Designing XML structures with eXcelon

eXcelon Studio, shown in the Figure 6, is a kind of entity-relationship modeller, which in this example presents a schematic view of the auction demo's XML content. The meaning of the diagram is that an item has a one-to-one relationship to a set of bids. The terminology won't make immediate sense to DTD-oriented XML designers, and in fact this diagram does not generate a DTD. Rather, it generates a Document Content Description (DCD) file. DCD was proposed to the W3C as a way to integrate the Resource Description Framework (RDF) with XML-Data.

eXcelon Studio's schematic view
Figure 6: eXcelon Studio's schematic view.

In addition to the DCD file, Studio can also generate code skeletons for Java and COM server extensions, and Web-based applications, that operate on instances of the schema. But all this is really just a trial balloon. eXcelon's DCD-based schema offer little of the expressiveness of a DTD, focusing almost exclusively on defining one-to-one and one-to-many relationships among elements. This makes sense, in ObjectStore terms, when you consider that a relationship among objects is a native, highly-optimized feature of the underlying engine. But Studio in its current form, untethered to current practices of XML document design and very limited in its expressiveness, seems unlikely to see much use.

XML and OODBMS: A marriage made in heaven?

I don't think anybody really knows whether, or to what extent, or exactly how a full-fledged data-management discipline should ultimately surround XML. But it's clear that there's going to be a ton of XML content, and that relational databases are not naturally attuned to the storage and management of that content.

Like a lot else about XML—querying, formatting, namespaces, schemas—the issue of native XML storage is very much in flux.

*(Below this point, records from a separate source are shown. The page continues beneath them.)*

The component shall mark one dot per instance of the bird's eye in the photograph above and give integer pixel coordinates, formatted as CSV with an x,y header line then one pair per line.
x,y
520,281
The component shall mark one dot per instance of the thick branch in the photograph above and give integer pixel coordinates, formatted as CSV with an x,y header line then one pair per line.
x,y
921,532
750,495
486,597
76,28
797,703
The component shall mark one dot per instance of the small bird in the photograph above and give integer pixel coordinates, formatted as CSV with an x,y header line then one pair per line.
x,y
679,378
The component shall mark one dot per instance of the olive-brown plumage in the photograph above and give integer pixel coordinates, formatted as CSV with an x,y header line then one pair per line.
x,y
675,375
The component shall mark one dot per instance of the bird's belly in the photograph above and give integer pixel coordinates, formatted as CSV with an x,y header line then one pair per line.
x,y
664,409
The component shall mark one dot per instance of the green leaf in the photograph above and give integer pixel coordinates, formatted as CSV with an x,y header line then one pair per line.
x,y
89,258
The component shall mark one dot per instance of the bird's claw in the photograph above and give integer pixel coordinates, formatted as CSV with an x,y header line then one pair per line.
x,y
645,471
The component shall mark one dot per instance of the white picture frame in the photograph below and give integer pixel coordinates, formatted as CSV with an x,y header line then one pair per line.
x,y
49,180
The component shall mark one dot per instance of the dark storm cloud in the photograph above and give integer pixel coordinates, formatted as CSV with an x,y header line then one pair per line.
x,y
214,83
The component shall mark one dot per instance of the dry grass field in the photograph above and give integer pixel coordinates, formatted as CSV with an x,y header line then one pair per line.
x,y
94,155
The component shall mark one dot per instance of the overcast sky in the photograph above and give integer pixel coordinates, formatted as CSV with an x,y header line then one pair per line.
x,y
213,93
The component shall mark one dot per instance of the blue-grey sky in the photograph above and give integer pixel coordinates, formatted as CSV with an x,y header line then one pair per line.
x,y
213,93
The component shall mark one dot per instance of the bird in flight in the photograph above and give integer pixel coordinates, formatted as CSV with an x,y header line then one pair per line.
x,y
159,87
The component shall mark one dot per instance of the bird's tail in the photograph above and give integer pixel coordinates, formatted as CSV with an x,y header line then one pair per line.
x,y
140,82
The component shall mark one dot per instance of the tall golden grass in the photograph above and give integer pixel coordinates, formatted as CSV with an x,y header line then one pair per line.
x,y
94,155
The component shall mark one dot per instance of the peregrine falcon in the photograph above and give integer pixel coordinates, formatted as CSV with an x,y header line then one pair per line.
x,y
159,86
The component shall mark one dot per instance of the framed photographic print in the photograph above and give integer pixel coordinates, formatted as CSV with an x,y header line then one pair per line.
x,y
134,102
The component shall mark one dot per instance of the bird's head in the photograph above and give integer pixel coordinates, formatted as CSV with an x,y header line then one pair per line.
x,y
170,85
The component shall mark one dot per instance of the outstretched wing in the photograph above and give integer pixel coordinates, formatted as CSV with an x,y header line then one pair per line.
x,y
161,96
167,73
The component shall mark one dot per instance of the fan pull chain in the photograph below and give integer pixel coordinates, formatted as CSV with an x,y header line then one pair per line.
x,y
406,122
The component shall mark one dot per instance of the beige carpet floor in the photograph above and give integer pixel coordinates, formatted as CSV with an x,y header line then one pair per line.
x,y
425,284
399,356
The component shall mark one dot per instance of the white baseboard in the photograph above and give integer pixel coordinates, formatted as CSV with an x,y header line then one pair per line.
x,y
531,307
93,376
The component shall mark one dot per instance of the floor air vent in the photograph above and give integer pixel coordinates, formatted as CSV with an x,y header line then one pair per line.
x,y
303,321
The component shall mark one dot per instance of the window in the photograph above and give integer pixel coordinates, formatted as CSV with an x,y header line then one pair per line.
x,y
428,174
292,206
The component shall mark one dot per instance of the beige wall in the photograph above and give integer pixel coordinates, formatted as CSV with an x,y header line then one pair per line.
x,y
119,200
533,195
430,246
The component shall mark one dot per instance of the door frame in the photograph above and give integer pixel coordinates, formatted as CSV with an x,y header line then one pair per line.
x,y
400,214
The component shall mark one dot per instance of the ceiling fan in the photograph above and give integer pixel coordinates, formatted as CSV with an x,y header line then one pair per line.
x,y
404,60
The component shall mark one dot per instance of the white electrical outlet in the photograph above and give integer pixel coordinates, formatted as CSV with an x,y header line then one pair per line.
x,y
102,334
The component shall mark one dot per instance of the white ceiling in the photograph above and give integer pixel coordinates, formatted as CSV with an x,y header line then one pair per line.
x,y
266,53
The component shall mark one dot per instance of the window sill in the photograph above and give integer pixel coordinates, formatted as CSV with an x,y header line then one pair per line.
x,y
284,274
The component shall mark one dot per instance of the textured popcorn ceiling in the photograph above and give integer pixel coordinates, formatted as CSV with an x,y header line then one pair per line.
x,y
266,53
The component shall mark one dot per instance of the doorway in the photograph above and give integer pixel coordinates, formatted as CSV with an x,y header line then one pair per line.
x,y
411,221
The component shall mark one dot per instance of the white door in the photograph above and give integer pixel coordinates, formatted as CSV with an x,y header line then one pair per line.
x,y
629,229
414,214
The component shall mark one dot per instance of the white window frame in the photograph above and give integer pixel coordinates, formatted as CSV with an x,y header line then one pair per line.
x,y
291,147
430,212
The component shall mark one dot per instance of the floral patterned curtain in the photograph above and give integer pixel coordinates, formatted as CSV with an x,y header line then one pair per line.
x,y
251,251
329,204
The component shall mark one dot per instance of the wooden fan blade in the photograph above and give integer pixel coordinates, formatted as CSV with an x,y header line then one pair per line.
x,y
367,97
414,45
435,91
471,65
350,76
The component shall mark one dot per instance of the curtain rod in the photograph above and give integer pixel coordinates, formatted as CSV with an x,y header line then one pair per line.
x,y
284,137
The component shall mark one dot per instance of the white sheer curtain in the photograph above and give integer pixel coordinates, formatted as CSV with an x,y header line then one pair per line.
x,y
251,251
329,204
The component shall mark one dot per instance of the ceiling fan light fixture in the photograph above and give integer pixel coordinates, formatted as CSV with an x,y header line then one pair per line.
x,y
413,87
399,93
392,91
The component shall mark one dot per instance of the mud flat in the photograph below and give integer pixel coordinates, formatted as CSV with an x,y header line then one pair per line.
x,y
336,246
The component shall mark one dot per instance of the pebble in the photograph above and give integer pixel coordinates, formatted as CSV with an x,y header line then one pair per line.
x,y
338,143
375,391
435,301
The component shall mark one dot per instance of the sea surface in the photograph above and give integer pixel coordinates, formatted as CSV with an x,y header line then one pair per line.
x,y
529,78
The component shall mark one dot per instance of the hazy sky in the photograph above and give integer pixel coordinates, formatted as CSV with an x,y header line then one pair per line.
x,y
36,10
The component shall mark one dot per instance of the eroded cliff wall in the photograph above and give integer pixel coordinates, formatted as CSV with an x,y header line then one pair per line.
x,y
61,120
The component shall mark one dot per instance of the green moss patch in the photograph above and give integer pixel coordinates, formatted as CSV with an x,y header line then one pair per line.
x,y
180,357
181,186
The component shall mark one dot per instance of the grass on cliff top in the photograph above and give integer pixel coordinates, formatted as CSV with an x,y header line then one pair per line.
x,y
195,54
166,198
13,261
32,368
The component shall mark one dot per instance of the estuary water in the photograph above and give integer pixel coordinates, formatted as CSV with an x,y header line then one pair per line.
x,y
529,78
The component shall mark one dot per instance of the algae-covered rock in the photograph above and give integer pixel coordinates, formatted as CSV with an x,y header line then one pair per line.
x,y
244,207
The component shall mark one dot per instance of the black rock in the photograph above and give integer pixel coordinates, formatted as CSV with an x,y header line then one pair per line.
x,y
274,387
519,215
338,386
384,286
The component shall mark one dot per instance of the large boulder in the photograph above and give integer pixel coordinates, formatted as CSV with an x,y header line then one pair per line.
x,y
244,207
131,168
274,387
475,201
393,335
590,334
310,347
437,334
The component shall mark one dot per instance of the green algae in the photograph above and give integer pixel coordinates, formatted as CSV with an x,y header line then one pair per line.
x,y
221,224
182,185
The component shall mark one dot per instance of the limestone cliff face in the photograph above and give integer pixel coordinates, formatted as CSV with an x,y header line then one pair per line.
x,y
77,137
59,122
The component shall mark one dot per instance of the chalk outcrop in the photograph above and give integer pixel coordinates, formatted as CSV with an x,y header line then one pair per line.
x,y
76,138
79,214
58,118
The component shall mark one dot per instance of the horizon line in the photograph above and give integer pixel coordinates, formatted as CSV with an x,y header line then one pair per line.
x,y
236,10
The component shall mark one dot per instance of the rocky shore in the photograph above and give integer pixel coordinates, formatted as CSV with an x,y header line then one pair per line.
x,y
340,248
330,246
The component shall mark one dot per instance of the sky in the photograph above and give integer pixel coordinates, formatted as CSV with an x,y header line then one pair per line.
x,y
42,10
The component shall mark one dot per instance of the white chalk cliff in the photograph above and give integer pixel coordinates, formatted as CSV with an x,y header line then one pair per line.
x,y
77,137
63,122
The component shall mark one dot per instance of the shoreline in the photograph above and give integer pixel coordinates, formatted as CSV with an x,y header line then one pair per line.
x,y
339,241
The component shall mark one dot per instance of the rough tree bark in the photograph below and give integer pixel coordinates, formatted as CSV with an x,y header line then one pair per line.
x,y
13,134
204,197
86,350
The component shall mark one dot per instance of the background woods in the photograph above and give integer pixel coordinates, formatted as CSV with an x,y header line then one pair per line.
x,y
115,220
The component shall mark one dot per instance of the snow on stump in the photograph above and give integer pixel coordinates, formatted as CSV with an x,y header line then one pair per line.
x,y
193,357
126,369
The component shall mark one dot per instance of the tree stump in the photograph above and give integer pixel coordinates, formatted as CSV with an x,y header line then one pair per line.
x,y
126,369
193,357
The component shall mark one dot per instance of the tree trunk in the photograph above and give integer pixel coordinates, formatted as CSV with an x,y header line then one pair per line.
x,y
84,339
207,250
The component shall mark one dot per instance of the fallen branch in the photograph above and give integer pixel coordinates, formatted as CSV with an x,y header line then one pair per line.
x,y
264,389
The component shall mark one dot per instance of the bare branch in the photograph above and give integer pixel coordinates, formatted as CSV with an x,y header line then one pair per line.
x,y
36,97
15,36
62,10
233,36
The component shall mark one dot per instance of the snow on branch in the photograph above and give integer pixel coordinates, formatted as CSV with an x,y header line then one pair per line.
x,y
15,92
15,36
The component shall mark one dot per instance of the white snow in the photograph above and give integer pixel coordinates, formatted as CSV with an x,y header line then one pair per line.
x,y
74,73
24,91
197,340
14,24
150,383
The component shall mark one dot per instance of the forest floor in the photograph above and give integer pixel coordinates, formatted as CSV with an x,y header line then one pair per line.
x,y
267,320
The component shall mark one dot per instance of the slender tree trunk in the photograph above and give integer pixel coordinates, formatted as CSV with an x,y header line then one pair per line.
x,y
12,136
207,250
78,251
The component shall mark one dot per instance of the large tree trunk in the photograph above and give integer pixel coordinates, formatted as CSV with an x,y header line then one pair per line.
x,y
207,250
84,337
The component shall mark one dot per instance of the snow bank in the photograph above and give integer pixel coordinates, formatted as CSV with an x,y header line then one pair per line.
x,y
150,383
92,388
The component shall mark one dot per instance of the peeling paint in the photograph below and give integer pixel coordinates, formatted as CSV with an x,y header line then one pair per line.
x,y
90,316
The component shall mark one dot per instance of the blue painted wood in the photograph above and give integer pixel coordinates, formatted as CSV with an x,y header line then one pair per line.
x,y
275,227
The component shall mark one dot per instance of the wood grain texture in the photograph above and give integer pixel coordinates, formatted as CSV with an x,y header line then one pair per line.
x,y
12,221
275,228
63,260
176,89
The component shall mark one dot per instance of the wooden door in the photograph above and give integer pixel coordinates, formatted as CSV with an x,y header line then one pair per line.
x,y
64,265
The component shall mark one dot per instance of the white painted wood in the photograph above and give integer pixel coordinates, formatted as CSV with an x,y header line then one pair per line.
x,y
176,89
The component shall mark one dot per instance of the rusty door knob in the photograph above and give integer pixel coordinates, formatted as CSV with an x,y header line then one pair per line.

That said, eXcelon appears to be a solid product that can be used today to help applications talk to XML data stores more quickly, more easily, and more safely.

Will XML data management emerge as a discipline in its own right? Will XML's high profile help bring OODBMS technology out of the niches it has so far inhabited, and into the mainstream? I'd like to see these things happen, and I applaud Object Design's first step in that direction.